Google hosts a website called Google Trends:
-
https://www.google.com/trends- which allows a visitor to search on a phrase &
- then graphically displays how popular the search phrase has ranked over a specific time period.
For example, the chart below shows the popularity of a search on “Halloween” over the past decade:
- It should be no surprise that interest for a search on “Halloween” spikes around October of every year
- but then promptly disappears after trick-or-treating has concluded.
Google Trends is an indispensable tool to provide evidence that volatility is mostly driven by the news.
- Recently, the dysfunction in our government has led us to yet another discussion
- about the potential for yet another “Government Shutdown” &
- yet another “Debt Ceiling” crisis.
- All we have to do is turn back the clock 2 years
- to revisit the last time we were forced to live through this drama inspired by our fearless leaders in D.C.
- Google Trends can show us the precise impact this panic had on equity markets in the graphic below
I ran a Google Trends analysis on the phrase “Government Shutdown”
- from mid-2013 through mid-2014 &
- then I compared this chart to the short-term performance of:
--- the S&P 500 (green line indicating large cap stocks),
--- the Russell 2000 (blue line indicating small cap stocks), and
--- the NASDAQ (red line indicating a mix of growth stocks).
- As the chart indicates, nearly all stocks in U.S. equity indices were impacted by the fear and panic inspired by the notion of a government shutdown.
3 observations are worth noting:
1. Stocks fell around 3% at the start of October. How is it possible that companies like Apple, Verizon, and Facebook could have their long-term earnings potential impacted by 3% in a matter of days over a government shutdown and/or debt ceiling breach? Here’s a hint: It’s not possible.
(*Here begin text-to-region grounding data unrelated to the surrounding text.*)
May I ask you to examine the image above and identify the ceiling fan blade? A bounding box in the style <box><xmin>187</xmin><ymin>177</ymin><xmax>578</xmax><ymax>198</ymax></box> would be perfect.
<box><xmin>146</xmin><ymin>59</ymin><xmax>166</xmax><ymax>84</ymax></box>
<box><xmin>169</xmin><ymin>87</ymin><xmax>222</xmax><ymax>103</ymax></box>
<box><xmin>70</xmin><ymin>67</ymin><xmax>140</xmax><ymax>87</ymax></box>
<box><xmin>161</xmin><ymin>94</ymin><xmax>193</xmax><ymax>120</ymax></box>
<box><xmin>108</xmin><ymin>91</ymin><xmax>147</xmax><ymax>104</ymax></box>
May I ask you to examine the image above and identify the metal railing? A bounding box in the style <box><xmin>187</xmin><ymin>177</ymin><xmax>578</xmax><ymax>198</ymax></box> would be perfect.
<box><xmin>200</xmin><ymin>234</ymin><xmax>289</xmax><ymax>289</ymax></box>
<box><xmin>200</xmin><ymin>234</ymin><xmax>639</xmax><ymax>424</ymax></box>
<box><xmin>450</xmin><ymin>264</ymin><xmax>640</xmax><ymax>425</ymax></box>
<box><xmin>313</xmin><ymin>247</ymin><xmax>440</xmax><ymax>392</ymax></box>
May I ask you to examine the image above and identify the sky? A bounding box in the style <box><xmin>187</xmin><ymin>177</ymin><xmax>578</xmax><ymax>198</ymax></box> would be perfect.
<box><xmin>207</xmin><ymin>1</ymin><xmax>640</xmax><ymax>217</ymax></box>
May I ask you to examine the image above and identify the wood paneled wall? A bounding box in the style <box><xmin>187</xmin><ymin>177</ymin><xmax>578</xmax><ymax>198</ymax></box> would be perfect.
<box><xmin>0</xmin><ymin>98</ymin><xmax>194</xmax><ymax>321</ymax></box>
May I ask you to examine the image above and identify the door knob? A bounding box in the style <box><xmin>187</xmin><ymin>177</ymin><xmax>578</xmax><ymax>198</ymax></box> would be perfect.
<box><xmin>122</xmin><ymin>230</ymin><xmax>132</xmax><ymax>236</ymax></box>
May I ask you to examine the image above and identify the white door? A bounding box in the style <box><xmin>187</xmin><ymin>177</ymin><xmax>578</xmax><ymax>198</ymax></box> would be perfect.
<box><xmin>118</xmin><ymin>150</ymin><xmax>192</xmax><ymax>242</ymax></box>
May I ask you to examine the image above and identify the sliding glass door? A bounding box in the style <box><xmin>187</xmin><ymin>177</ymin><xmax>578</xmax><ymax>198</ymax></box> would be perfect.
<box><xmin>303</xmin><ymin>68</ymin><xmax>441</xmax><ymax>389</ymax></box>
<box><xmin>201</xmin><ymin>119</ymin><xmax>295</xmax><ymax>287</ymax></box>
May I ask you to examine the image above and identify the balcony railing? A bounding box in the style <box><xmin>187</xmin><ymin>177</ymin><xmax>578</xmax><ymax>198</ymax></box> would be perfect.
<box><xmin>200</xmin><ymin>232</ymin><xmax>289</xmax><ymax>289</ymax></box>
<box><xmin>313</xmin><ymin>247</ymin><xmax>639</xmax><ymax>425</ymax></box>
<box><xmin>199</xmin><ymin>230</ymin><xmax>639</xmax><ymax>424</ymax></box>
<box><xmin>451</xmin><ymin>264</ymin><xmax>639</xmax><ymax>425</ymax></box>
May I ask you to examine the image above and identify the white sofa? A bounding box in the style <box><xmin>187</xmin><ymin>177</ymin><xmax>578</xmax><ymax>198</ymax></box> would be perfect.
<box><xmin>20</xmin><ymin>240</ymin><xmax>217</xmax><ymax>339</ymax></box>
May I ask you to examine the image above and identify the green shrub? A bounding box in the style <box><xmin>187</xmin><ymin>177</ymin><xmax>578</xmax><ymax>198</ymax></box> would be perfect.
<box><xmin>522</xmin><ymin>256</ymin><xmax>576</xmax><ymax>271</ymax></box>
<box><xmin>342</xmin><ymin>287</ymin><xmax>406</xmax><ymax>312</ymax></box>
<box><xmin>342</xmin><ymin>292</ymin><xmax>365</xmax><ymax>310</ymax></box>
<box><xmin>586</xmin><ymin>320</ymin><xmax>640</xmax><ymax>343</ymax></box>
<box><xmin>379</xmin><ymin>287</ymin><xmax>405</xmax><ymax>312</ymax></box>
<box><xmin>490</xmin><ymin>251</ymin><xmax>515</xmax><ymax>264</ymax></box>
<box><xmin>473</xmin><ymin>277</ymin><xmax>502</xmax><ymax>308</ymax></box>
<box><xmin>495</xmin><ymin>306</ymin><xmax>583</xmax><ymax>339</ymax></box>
2. Once the panic subsided as Congress worked out a deal, the indices quickly recovered (right around the time when the interest of the government shutdown disappeared on Google) and continued to rise higher as investors shifted focus back on earnings and economic growth.
3. Those who sold into the panic locked in a loss. Yet again, panic selling did nothing here but hurt those investors who got caught up in the emotional component of equity markets.